Finding the Volume of a Solid That Is \(yz\)-simple

Find the volume \(V\) of the solid \(E\) that is enclosed by the cylinder \(y^{2}+z^{2}=4,\) and the planes \(x=0,\) \(z=0,\) and \(x+z=5.\)

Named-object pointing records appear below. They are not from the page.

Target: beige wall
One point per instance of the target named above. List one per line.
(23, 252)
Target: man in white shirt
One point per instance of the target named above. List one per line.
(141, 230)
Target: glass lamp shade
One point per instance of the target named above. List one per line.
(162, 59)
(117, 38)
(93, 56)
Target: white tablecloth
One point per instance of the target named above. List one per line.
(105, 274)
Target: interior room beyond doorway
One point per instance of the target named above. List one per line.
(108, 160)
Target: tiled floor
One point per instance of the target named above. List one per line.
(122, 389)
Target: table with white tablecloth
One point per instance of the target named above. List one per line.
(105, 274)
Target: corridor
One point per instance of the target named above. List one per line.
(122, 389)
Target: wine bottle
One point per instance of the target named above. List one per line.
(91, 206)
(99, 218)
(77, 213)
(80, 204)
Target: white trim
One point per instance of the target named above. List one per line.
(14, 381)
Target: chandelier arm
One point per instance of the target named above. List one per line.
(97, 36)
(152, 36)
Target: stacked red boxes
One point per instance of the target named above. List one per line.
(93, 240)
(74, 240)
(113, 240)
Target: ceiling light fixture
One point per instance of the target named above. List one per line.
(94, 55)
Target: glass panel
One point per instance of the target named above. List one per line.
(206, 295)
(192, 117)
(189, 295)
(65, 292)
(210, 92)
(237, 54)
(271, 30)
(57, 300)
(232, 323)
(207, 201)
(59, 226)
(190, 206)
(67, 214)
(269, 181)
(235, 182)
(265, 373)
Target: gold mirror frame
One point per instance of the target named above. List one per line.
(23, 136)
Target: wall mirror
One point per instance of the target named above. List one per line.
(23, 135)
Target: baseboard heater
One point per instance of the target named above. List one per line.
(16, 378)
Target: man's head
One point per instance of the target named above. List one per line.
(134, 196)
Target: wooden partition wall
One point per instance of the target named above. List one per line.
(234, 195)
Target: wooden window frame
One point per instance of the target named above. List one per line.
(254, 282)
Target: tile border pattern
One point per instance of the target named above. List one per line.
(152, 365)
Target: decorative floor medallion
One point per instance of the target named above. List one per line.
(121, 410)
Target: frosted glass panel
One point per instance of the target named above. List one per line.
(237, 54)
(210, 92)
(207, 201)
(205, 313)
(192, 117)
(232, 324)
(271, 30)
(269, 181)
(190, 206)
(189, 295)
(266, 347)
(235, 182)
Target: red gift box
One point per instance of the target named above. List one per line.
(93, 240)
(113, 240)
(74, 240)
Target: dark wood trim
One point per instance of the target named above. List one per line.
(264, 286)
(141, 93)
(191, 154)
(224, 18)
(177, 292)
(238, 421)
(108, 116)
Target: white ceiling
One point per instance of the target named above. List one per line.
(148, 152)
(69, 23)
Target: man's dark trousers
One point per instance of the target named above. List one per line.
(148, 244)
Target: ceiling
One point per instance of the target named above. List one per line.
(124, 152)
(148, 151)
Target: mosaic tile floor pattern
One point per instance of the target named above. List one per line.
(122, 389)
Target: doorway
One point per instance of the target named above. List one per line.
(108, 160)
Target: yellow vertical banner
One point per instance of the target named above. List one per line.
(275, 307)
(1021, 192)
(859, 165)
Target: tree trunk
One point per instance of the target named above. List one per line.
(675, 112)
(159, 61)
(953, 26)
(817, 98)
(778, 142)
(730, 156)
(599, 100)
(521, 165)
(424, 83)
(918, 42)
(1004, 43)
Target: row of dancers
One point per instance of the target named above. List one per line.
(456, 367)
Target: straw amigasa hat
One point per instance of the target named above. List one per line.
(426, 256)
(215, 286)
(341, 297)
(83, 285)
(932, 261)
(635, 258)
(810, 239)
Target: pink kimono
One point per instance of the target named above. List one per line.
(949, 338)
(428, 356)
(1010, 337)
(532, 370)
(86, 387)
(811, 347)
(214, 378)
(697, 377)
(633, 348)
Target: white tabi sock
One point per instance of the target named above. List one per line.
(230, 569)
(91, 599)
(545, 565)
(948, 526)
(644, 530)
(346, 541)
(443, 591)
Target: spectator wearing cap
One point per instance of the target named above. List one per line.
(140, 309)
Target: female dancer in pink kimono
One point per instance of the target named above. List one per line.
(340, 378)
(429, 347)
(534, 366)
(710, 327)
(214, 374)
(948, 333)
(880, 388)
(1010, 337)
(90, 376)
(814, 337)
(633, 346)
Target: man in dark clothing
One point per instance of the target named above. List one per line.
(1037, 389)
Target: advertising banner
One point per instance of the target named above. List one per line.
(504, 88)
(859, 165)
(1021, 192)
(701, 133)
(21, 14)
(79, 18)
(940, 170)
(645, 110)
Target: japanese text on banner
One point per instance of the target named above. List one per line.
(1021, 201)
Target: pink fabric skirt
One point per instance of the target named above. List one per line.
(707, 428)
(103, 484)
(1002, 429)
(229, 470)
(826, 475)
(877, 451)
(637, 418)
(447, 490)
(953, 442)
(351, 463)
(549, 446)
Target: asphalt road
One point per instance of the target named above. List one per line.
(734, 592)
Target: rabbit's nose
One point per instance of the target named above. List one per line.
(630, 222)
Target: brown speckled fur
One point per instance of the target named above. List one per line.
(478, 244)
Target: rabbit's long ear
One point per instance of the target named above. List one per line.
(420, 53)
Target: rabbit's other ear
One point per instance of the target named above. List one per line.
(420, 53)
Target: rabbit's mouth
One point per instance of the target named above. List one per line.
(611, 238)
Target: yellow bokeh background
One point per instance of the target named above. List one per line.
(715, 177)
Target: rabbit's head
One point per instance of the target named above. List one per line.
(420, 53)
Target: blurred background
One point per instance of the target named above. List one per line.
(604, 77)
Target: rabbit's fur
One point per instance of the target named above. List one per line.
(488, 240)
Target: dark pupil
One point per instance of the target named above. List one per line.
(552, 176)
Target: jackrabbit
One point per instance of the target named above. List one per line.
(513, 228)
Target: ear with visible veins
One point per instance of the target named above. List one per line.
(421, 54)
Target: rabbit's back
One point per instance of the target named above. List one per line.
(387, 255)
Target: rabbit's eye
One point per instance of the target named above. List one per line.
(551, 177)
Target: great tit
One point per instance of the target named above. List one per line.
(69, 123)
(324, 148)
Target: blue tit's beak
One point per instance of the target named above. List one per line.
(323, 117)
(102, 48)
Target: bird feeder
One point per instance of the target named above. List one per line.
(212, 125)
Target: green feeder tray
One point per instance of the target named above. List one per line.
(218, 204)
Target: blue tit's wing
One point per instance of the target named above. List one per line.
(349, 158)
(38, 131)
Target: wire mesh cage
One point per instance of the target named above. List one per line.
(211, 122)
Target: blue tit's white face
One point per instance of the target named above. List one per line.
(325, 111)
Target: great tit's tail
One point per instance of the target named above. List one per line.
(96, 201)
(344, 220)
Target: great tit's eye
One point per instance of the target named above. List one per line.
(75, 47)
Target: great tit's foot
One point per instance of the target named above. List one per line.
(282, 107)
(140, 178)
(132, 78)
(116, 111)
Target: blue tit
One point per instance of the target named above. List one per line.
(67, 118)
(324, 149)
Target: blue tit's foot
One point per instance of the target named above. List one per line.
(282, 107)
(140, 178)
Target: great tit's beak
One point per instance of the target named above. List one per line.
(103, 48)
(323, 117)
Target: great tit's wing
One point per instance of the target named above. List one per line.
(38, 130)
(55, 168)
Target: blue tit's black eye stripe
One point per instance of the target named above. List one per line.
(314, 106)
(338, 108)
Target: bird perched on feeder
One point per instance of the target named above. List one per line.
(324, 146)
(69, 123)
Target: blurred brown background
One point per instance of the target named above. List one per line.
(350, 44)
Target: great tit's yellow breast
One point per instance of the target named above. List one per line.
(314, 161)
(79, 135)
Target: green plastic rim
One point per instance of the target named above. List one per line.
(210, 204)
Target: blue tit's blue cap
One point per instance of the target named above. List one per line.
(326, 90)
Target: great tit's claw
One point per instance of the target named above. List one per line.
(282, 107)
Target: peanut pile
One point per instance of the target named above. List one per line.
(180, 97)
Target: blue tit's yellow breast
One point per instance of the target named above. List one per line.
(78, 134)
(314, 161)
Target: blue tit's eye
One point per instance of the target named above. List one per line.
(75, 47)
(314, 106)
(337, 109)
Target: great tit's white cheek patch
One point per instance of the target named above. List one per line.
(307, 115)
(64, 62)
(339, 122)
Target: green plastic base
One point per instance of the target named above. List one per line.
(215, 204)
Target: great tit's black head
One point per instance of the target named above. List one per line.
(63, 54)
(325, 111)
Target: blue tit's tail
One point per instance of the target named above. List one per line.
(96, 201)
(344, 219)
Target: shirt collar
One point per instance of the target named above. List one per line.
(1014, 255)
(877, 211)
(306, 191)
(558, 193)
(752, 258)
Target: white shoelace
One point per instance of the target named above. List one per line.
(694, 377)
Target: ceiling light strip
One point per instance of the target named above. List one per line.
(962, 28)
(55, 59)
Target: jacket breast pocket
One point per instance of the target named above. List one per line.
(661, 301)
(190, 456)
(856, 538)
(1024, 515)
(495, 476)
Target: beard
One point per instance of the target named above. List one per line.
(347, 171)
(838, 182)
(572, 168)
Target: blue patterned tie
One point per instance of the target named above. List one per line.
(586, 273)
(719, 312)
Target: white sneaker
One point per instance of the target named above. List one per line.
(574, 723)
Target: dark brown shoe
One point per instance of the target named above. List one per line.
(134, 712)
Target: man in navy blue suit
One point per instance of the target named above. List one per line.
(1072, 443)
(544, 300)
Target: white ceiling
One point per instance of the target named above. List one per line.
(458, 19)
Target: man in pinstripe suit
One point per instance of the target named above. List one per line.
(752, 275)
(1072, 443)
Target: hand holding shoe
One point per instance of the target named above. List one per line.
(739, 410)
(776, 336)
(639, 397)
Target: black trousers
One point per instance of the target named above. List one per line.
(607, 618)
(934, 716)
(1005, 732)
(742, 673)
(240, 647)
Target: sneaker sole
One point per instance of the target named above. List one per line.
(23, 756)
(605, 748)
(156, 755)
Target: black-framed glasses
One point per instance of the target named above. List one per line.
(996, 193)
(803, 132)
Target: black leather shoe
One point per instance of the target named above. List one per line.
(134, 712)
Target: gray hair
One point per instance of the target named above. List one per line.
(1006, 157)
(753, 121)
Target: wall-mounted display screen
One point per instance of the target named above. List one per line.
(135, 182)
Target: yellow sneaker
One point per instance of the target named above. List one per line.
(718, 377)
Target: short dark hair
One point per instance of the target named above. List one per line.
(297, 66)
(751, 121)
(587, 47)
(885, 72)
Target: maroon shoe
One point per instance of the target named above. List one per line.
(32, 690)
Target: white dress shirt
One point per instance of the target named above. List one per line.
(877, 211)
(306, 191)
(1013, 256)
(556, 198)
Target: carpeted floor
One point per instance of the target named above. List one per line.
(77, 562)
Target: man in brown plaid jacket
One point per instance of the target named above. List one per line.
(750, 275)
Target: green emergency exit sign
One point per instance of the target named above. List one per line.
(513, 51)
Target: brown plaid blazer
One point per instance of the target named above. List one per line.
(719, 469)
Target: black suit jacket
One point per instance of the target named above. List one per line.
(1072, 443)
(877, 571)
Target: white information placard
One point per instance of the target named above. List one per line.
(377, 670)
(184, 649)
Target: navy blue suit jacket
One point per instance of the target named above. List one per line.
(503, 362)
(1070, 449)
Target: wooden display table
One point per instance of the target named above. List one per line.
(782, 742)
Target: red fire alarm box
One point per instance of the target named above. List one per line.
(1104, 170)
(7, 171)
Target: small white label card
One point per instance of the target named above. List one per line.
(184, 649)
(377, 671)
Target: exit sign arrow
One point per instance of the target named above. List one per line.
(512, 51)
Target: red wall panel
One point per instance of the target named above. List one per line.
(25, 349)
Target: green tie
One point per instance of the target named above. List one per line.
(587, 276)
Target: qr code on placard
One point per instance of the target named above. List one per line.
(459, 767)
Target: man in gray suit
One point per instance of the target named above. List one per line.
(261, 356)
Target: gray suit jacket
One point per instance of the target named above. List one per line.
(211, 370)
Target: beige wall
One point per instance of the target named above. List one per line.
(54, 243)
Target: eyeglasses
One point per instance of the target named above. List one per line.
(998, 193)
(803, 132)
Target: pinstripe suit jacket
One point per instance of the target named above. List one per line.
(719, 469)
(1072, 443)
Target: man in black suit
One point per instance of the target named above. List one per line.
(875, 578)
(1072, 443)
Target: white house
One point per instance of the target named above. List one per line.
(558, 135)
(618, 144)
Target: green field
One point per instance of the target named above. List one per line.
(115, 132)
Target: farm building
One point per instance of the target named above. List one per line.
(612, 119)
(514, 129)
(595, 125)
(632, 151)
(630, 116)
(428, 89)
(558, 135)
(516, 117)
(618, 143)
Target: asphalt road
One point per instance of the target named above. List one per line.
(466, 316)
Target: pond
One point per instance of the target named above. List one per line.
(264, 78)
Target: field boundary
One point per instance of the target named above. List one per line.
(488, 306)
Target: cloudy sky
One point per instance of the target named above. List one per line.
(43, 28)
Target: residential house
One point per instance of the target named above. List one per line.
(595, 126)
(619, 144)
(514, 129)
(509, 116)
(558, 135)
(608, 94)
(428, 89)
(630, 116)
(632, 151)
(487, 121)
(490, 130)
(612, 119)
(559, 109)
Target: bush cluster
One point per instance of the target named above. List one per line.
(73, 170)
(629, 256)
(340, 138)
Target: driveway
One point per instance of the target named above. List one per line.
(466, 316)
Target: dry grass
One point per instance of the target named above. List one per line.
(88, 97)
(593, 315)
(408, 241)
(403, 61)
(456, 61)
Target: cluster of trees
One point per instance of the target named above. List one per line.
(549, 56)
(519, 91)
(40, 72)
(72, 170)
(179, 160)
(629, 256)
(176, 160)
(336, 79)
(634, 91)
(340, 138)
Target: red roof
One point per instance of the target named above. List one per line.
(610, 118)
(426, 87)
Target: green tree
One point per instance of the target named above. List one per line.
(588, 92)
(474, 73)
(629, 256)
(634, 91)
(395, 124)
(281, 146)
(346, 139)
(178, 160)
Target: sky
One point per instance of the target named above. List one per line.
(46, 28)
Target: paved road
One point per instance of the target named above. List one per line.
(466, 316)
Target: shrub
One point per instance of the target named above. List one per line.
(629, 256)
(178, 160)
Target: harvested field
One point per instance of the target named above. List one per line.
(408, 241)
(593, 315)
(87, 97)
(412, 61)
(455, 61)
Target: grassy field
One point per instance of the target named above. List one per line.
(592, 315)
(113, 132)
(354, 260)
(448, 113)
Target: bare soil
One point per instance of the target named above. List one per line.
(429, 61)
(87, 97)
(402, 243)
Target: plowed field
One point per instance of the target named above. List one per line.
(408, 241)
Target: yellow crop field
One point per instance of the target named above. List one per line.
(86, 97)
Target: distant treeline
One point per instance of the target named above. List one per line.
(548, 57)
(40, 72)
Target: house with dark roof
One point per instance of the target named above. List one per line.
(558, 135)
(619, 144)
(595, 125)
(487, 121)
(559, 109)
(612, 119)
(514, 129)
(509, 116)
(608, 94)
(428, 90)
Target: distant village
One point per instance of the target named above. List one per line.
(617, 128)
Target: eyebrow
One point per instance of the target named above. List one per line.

Solution Figure 50(a) shows that the solid \(E\) is \(yz\)-simple. The front surface is the plane \(x_{2}(y, z) =5-z\) and the back surface is the plane \(x_{1}(y, z) =0.\) The region \(R\) in the \(yz\)-plane is enclosed by the \(y\)-axis and the semi-circle \(z=\sqrt{4-y^{2}};\) it is \(y\)-simple. So, \(0\leq z\leq \sqrt{4-y^{2}}\) and \(-2\leq y\leq 2.\) See Figure 50(b). The volume \(V\) of \(E\) is given by \begin{eqnarray*} V &=&\iiint\limits_{\kern-2ptE}\,{\it dV}=\iint\limits_{\kern-2ptR}\left[ \int_{x_{1}(y,z)}^{x_{2}(y,z)}{\it dx}\right] {\it dz}\,{\it dy}=\int_{-2}^{2}\int_{0}^{ \sqrt{4-y^{2}}}\int_{0}^{5-z}{\it dx}\,{\it dz}\,{\it dy}\\[4pt] &=&\int_{-2}^{2}\int_{0}^{\sqrt{4-y^{2}} }( 5-z) \,{\it dz}\,{\it dy} =\int_{-2}^{2}\left[ 5z-\dfrac{z^{2}}{2}\right] _{0}^{\sqrt{4-y^{2}}}\,{\it dy}\\[4pt] &=&\int_{-2}^{2}\left( 5\sqrt{4-y^{2}}-\dfrac{4-y^{2}}{2}\right){\it dy}\\[4pt] &=&5\int_{-2}^{2}\sqrt{4-y^{2}}\, {\it dy}-\int_{-2}^{2}\left( 2-\dfrac{y^{2}}{2} \right) {\it dy} \notag \\[4pt] &=&5(2\pi) -\left[ 2y-\dfrac{y^{3}}{6}\right] _{-2}^{2}=10\pi -\dfrac{16}{3} \end{eqnarray*}